Restoring Central Bank Capacity and Stabilizing the Rial
As part of the “Rethinking Yemen’s Economy” initiative, more than 20 of the leading socioeconomic experts on Yemen converged for the second Development Champions Forum on January 14-16 in Amman, Jordan. Among the urgent topics of discussion was the deterioration of the value of the Yemeni rial (YR), the magnifying impact this is having on the humanitarian crisis, and the need to re-empower the Central Bank of Yemen (CBY) as the steward of the rial and the economy generally. This policy brief is an outcome of those discussions, and the recommendations it includes collectively underline the need for the CBY to function in a more coherent, assertive manner – whereby its various branches operate as a united entity that is able to draft and implement monetary policies for Yemen as a whole. This paper includes further input from the Development Champions following the announcement by Saudi Arabia on January 17 of a $2 billion deposit to the CBY.

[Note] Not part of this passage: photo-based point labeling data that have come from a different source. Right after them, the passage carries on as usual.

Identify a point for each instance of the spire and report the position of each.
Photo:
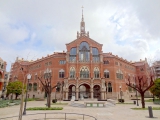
(82, 13)
(82, 28)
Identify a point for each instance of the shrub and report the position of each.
(54, 100)
(121, 100)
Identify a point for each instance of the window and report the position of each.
(106, 62)
(35, 87)
(96, 72)
(141, 69)
(73, 52)
(84, 72)
(109, 87)
(106, 74)
(95, 54)
(119, 74)
(61, 73)
(62, 62)
(72, 72)
(84, 52)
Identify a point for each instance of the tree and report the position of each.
(15, 88)
(155, 89)
(48, 88)
(142, 85)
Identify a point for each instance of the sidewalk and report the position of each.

The primary reason Yemen is experiencing the world’s largest food security emergency is that millions of people cannot afford to buy the food available in the local market. The ongoing conflict has spurred myriad factors contributing to this crisis, such as general economic collapse and widespread loss of livelihood, restricted naval and air access to the country and internal transportation challenges that are inflating costs for importers. Imports and international trade have also been stifled financially: Yemeni commercial banks have been facing difficulties in transferring foreign currency banknotes abroad due to the air restrictions on Sana’a airport, while American and most European banks have closed the accounts Yemeni commercial banks held abroad due to compliance concerns regarding obligations to international money laundering and counter-terrorism financing standards.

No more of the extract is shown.